But it is to America we must turn, to White's etching of Brooklyn Bridge, Cooper's skyscrapers, Alden Weir's New York at night, Bellow's docks, Childe Hassam's high buildings, Thornton Oakley's coal breakers—to these one must look for the modern rendering of work. There are others, too, who have seen the opportunity to prig and steal—but this is evident, just as it is evident that they will give up painting or drawing work for the next new thing. And there is another artist who really cares for the Wonder of Work. I do not know what else Van Ingen has done, but he has made a huge decoration of Culebra Cut—and Paul Bartlett has put American work on the pediment of the Capitol. I have tried to do what I could in New York, Chicago, San Francisco, the coal mines of my native State—Niagara—and in Europe and at Panama; and whatever their worth, I can only tell of the Wonder of Work as I see it.
New York, as the incoming foreigner, full of prejudice, or doubt, or hope, and the returning American, crammed with guide-book and catalogue culture, see it or might see it, rises a vision, a mirage of the lower bay, the colour by day more shimmering than Venice, by night more magical than London. In the morning the mountains of buildings hide themselves, to reveal themselves in the rosy steam clouds that chase each other across their flanks; when evening fades, they are mighty cliffs glimmering with glistening lights in the magic and mystery of the night. As the steamer moves up the bay on the left the Great Goddess greets you, a composition in colour and form, with the city beyond, finer than any in any world that ever existed, finer than Claude ever imagined, or Turner ever dreamed. Why did not Whistler see it? Piling up higher and higher right before you is New York; and what does it remind you of? San Gimignano of the Beautiful Towers away off in Tuscany, only here are not eleven, but eleven times eleven, not low mean brick piles, but noble palaces crowned with gold, with green, with rose; and over them the waving, fluttering plume of steam, the emblem of New York. To the right, filmy and lace-like by day, are the great bridges; by night a pattern of stars that Hiroshigi never knew. You land in streets that are Florence glorified. You emerge in squares more noble than Seville. Golden statues are about you, triumphal arches make splendid frames for endless vistas; and it is all new and all untouched, all to be done, and save for the work of a few of us, and we are Americans, all undone.
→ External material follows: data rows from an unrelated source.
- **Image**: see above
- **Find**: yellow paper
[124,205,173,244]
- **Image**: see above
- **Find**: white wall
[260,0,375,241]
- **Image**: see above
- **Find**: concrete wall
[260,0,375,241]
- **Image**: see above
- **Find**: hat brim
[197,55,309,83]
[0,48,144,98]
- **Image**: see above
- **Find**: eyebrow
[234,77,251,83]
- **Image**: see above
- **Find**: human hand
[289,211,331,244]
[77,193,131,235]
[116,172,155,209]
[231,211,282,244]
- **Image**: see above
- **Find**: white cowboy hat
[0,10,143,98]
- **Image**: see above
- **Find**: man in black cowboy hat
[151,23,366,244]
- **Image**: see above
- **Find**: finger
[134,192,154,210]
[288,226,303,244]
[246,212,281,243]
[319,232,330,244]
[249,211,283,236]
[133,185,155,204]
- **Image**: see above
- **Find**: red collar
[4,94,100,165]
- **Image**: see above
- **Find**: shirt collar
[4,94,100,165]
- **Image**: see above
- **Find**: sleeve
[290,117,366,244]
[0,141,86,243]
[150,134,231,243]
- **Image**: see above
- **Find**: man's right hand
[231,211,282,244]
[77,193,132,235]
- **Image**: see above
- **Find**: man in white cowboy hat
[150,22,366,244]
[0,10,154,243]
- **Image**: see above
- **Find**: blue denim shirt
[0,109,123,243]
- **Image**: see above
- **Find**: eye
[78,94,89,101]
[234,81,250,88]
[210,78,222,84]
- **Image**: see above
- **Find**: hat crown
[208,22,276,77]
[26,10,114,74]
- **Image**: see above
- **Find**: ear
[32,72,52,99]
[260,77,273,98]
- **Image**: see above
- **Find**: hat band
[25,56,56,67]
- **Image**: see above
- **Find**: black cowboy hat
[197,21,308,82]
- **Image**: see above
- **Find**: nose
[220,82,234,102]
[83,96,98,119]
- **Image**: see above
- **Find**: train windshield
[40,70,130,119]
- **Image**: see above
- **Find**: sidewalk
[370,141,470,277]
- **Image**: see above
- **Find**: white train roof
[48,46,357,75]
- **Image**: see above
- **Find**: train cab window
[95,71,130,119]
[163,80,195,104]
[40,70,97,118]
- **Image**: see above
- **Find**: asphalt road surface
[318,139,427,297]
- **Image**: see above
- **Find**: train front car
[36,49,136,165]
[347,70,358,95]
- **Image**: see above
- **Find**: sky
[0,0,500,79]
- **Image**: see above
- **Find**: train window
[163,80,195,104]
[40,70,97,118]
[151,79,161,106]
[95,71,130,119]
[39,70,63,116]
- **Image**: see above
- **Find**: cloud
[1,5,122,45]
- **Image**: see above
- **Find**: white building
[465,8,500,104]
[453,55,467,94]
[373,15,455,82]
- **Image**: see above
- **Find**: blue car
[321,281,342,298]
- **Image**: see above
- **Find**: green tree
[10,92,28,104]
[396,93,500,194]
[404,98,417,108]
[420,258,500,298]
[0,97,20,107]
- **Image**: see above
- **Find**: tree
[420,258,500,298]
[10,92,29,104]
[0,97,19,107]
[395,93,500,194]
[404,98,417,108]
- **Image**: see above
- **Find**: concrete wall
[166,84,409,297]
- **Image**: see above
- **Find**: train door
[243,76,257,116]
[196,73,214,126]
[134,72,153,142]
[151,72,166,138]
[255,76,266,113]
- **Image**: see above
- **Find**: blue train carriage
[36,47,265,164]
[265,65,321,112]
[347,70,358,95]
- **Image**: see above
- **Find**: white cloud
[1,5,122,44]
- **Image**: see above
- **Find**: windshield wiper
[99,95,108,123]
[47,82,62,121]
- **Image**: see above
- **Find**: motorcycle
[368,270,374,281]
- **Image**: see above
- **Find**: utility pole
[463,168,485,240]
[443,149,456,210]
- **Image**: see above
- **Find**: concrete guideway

The Unbelievable City, the city that has been built since I grew up, the city beautiful, built by men I know, built for people I know. The city that inspires me, that I love. And all America is like this and—all—or nearly all unseen, unknown, untouched.
I went to Panama because I believed that, in the making of the greatest work of modern time, I should find my greatest inspiration.
Almost before I left the Canal, artists, architects and decorators were on their way there. I hope it may interest them half as much as it interested me. One man has succeeded, I repeat, in doing something for himself down there—W. B. Van Ingen—and this has been acknowledged by the government, which has purchased his great decoration. This is the finest, in fact the only complete decorative work from him done in the United States—and done because Van Ingen, the pupil of La Farge—who alone counts—was trained in the right way and had something to say for himself.
We have recently been told that art will disappear in fifty years (by a person who says he will call his last book—with possible appropriateness—Vale). But, though he will disappear, and Post Impressionism will be swallowed up in shopkeeping, and war has engulfed that, and work is stopped—save for war—and though the mustard pot has gone with the soulful doggie, and the tearful baby rival of the Dresden Madonna, the artist who has something to say in his own way about his own time, and can say it, will live, and his work will live, with Rembrandt, Velasquez, Franz Hals, Meunier, and Whistler—artists who painted and drew the work and life about them, who carried on tradition, and never regretted the past. And art which shows life and work will never die, for such art is everlasting, undying, "The Science of the Beautiful."
Joseph Pennell
This introduction is founded on a lecture delivered before the Royal Society of Arts, London, and awarded its medal, and an article published by The Studio, and the author wishes to thank the Council and Publisher for permission to reproduce parts of it. And it was repeated before the Royal College of Art, London, The Corporation of Bradford and the British Architectural Association, London, etc.